If you are like me, you enjoy taking a nap. Some of history’s brightest figures were known to be big time nappers, including Albert Einstein, Thomas Edison, and Leonardo da Vinci.
But while da Vinci was undoubtedly a genius mirroring his sleep schedule would not be the smartest move you could make.
Da Vinci’s quirky sleep schedule is legendary.
As an adult, it is believed he passionately avoided getting a full night’s sleep. Instead, he was a dedicated napper, taking 20 min naps every 4 hrs throughout the day. This, of course, only adds up to 2 hrs of sleep every 24 hours.
His thought process was simple: He thought he could not afford to spend 8 hrs sleeping, as he had too much to get done and not enough time to do it. At 1 point, da Vinci famously said “sleep resembles death,” removing all doubt as to how he felt about sleep.
Now, let us touch on the positive aspects of napping, how to take them, and the best times to do it, as follows:
The issues with da Vinci’s no sleep just strictly-naps approach. Getting 2 hrs of sleep on average each day can soon lead to a number of issues. The effects of sleep deprivation include;
- High blood pressure
- Increased risk of heart disease
- Diminished sex drive
- Decreased memory
- Weight gain
- An inability to focus
- Increased risk of stroke
- More prone to accidents
- Weakened immune system
This is not the way to go.
Still, da Vinci was not completely wrong, as there are a number of reasons naps, when coupled with a good night’s sleep, are great for the body and mind.
Now, let us go over the pros and cons of napping:
The Benefits of Napping
Longer naps between 60 to 90 mins offer several health benefits, but it is difficult for most people to find enough time for a long midday siesta.
On the other hand, “power naps,” which take about 20-30 mins, are more practical and provide a number of worthwhile benefits.
Here are a few:
- Increased Alertness: Short naps increase our awareness level. In one study, NASA found pilots who took naps for about 25 mins showed a 54% improvement in their alertness compared to pilots who did not nap. Those who napped also showed a 34% increase in their job performance.
- Better Stamina: Naps have been linked to better stamina and athletic performance. Runners who took short afternoon naps showed improvements in their endurance levels that were not found in runners who did not nap.
- Reduced Stress: we are better able to weather stress with a brief nap. Research indicates naps reduce stress and also help moderate blood pressure.
- Increased Creativity: Power naps have been linked to increased right brain activity, the part of the brain associated with creativity. Naps can facilitate big-picture ideas and help with visualization, 2 things that can especially come in handy at work.
- Stronger Immune System: 30 min naps have been shown to boost production of leukocytes, or white blood cells that help the immune system tackle infectious diseases. This is especially useful in Winter, when we’re more vulnerable to catching the common cold and other illnesses.
The Best Time to Nap
There is a biological reason we are usually tempted to take naps in the early afternoon. That is because our bodies are designed to take long stretches of sleep at night, followed by a brief midday rest.
The best time to take a nap is between 1:00-3:00p, when the body temperature drops and your melatonin levels rise. These are the same biological cues the body sends at night when it is time to go to bed. Not only does taking a nap during this time period sync with our circadian rhythm, it helps counteract the fatigue your body experiences after eating lunch.
How to Nap Effectively
Here are a few things to keep in mind before taking a nap:
- Find A Quiet Space: Silence is essential. Even dozing off in your car for a few mins can be a good option.

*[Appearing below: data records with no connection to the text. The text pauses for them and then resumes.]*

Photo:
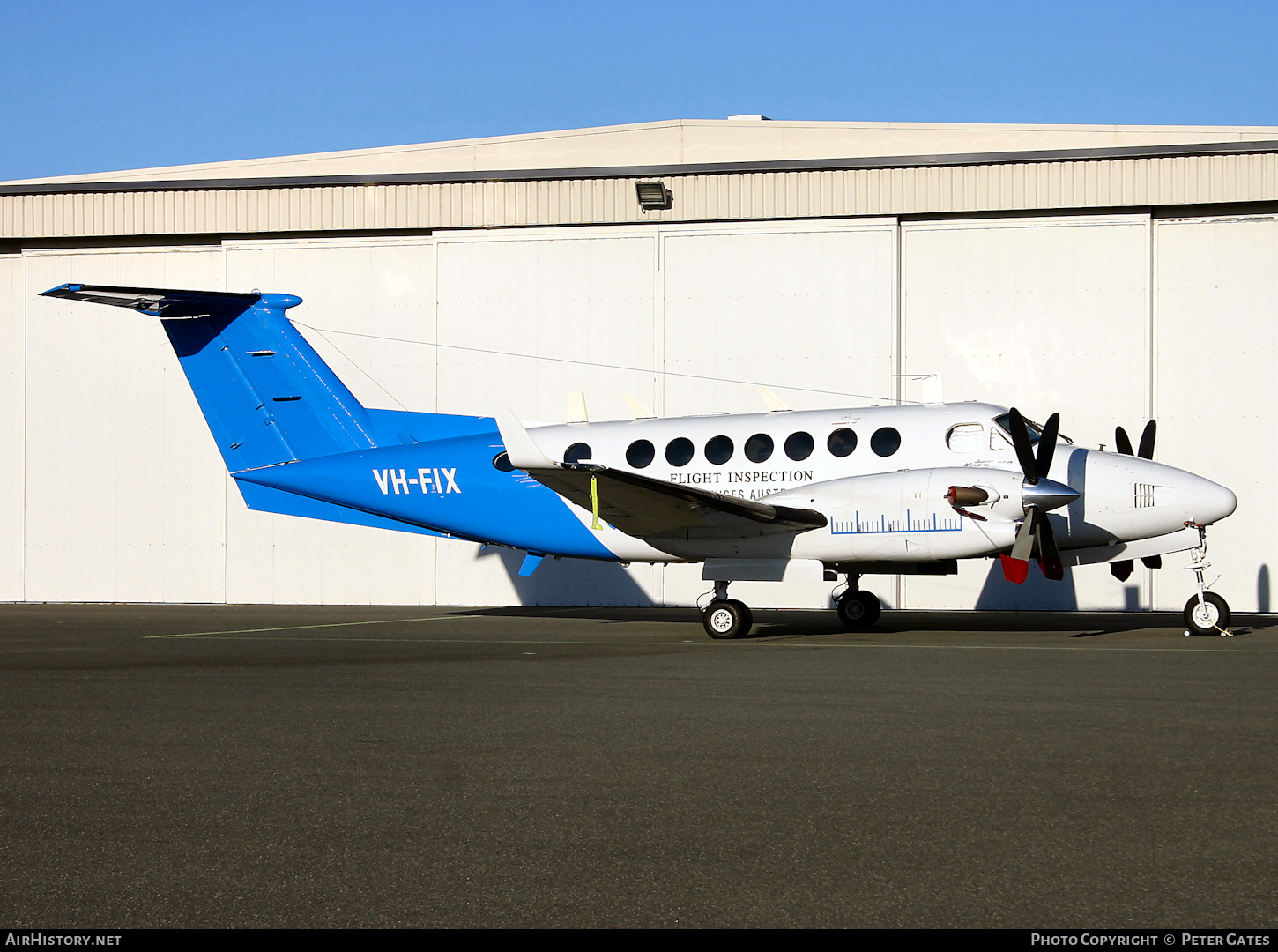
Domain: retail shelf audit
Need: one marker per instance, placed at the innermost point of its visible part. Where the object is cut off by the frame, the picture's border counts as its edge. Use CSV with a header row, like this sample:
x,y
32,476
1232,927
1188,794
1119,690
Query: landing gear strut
x,y
1207,613
858,610
726,617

- Turn Off Your Phone: You do not want a text notification nagging at you while trying to rest.
- Lower Temperature: A cool space helps your body fall asleep faster.
- Drink Coffee: A bonus pointer that is counter-intuitive. Caffeine is a stimulant and you certainly want to avoid it before going to bed at night. But drinking a cup of coffee before a power nap helps the body avoid sleep inertia or falling into deeper stages of sleep, and maximizes alertness for when you wake up.
What to Avoid When Napping
Naps bring a lot of benefits, but do not overdo it. The Key is to avoid napping for more than 90 mins. Excessively long naps throw off the internal sleep/wake rhythm and can interfere with the ability to get a full night of rest. A good nap should leave one more alert and ready to tackle the 2nd half of your day. Also be sure to avoid taking your nap too late in the day since it will impact your sleep cycle.
Our understanding of sleep has come a long way in the 501 years since da Vinci passed away.
Yet his strong belief in the power of naps has been proven correct time and time again in recent years. And to his credit, da Vinci actually had half of the equation down: 20-30 min power naps, as we’ve seen, come with a variety of benefits. He was just missing the other, essential part of the formula, which is getting a full amount of sleep each night.
Finding time for a midday power nap is a great way to jumpstart the 2nd half of the day, feeling refreshed, less stressed, and more alert.
Be sure to try working a nap into your daily routine, you will be happy with the natural boost it provides.